Girl, Wash Your Face Parent Guide
Overall: PG-13 for adult themes NOT for Teens
Violence: PG talks about her brother’s suicide but no gory details. Very brief and artfully done.
Language: G None
Adult Content: PG-13 There is a chapter about overcoming the lie “I’m bad at sex.” Hence, sex is talked about. She gives a clear warning. You can skip to the next chapter if uncomfortable. Doesn’t go into detail about the act. More about having open communication and making it a priority.
Reading Level: 18 years+ for adult content
Tough Topics in Girl, Wash Your Face
- Discrimination: There is a chapter about discrimination and societal prejudices.
- Foster Care System: Rachel adopts through the foster care system and talks about the heartbreak and hurt that went with it.
- Addiction/Crutch: alcoholism and anything that you use as a buffer between you and life.
- Comparison: This is the major topic because it is everywhere. She hits it from multiple different angles and lies.
- Self-love/Self-care: Both important topics and priorities to give to others.
- Priorities: This is the key to success. Finding your priorities and then doing them.
- Suicide: Rachel talks about her brother’s suicide and the impact that it had on her life for good and bad.

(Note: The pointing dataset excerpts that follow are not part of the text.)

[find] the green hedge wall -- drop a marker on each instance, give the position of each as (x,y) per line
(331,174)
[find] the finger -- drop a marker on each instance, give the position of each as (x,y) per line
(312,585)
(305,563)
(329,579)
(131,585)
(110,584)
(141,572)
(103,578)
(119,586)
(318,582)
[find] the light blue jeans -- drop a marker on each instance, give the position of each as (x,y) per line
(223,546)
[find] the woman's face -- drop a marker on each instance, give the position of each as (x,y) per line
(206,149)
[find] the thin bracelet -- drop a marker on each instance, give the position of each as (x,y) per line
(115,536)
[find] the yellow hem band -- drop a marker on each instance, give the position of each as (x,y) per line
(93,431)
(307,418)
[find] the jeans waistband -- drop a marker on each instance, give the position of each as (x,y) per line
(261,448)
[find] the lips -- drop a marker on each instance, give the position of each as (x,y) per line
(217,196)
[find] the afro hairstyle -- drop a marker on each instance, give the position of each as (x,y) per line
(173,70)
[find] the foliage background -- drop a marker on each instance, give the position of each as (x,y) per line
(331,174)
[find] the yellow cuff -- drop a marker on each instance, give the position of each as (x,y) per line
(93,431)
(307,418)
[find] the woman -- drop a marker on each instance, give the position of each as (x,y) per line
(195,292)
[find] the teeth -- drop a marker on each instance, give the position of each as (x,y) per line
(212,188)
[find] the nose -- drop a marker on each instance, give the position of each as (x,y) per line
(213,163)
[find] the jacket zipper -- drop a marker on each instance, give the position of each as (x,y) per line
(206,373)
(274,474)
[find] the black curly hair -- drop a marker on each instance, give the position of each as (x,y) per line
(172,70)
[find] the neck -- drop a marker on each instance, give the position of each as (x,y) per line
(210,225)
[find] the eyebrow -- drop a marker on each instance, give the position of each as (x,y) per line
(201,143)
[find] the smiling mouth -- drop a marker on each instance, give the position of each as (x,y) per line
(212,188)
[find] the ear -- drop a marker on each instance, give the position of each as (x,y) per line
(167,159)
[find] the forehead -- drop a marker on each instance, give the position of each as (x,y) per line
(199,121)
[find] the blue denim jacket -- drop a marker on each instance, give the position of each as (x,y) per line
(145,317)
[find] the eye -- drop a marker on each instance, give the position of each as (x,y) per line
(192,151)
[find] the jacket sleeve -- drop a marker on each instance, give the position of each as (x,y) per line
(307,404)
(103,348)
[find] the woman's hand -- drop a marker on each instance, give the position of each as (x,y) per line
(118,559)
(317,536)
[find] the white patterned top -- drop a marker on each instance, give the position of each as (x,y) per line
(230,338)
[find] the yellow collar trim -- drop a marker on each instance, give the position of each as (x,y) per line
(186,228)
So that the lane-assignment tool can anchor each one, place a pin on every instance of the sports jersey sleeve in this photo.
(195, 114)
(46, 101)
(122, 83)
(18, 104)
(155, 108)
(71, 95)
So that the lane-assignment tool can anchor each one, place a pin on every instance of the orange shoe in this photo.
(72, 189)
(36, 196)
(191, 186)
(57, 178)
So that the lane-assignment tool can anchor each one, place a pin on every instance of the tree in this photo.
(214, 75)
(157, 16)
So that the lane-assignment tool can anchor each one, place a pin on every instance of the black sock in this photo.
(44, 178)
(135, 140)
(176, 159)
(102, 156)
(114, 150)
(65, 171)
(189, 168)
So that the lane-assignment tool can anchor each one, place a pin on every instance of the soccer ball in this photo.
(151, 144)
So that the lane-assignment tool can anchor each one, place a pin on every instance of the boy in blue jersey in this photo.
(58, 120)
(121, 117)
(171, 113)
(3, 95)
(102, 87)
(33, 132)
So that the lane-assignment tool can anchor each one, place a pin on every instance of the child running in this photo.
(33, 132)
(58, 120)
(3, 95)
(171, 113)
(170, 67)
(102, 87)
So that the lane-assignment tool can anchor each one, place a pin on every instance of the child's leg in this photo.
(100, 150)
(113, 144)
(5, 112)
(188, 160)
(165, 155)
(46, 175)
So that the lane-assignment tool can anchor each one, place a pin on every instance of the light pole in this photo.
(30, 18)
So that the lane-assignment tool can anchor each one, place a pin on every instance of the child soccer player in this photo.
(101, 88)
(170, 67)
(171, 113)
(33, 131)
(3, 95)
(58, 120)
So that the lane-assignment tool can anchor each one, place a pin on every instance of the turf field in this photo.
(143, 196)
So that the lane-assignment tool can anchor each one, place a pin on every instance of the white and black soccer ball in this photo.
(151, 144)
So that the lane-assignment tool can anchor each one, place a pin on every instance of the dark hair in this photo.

“You, and only you, are ultimately responsible for who you become and how happy you are.”― Rachel Hollis, Girl, Wash Your Face: Stop Believing the Lies About Who You Are so You Can Become Who You Were Meant to Be
“Comparison is the death of joy, and the only person you need to be better than is the one you were yesterday.”― Rachel Hollis, Girl, Wash Your Face: Stop Believing the Lies About Who You Are so You Can Become Who You Were Meant to Be
“Someone else’s opinion of you is none of your business.” Let me say that again for the people in the cheap seats.”― Rachel Hollis, Girl, Wash Your Face: Stop Believing the Lies About Who You Are so You Can Become Who You Were Meant to Be
My Thoughts about Girl, Wash Your Face
I thoroughly enjoyed reading this book. I didn’t know what to expect going into it but I’m glad I finished it. Most of the things she talked about I was able to relate to, and the ones that I didn’t I still enjoyed reading about her experiences. After every time I listened to a portion of the book I felt more motivated and determined. Rachel gives some very sound advice and reminded me of things that I know but forget from time to time. I wish I could buy every woman in my life a copy so they can become just as inspired and charged up to be themselves. Girl, Wash Your Face gave me practical advice on how to be a better mom, wife, boss, and me.
I recommend this book to any adult woman. Guys can read it too but I don’t know if they would get as much out of it. This is not a book for teenagers though. Chapter 7 talks about changing the misconception that you are bad in the bedroom. There is nothing explicit or erotic in this chapter. Rachel just gives us a few basic steps she took with her husband to rectify the situation. Everything is contained in that single chapter if you want to skip it. She also gives plenty of warning so you won’t be caught off guard.
What to Read Next?
If you enjoyed this book check out the second book in the series Girl, Stop Apologizing. Other amazing motivational books are The Miracle Morning by Hal Elrod, and How to Stop Worrying and Start Living by Dale Carnegie.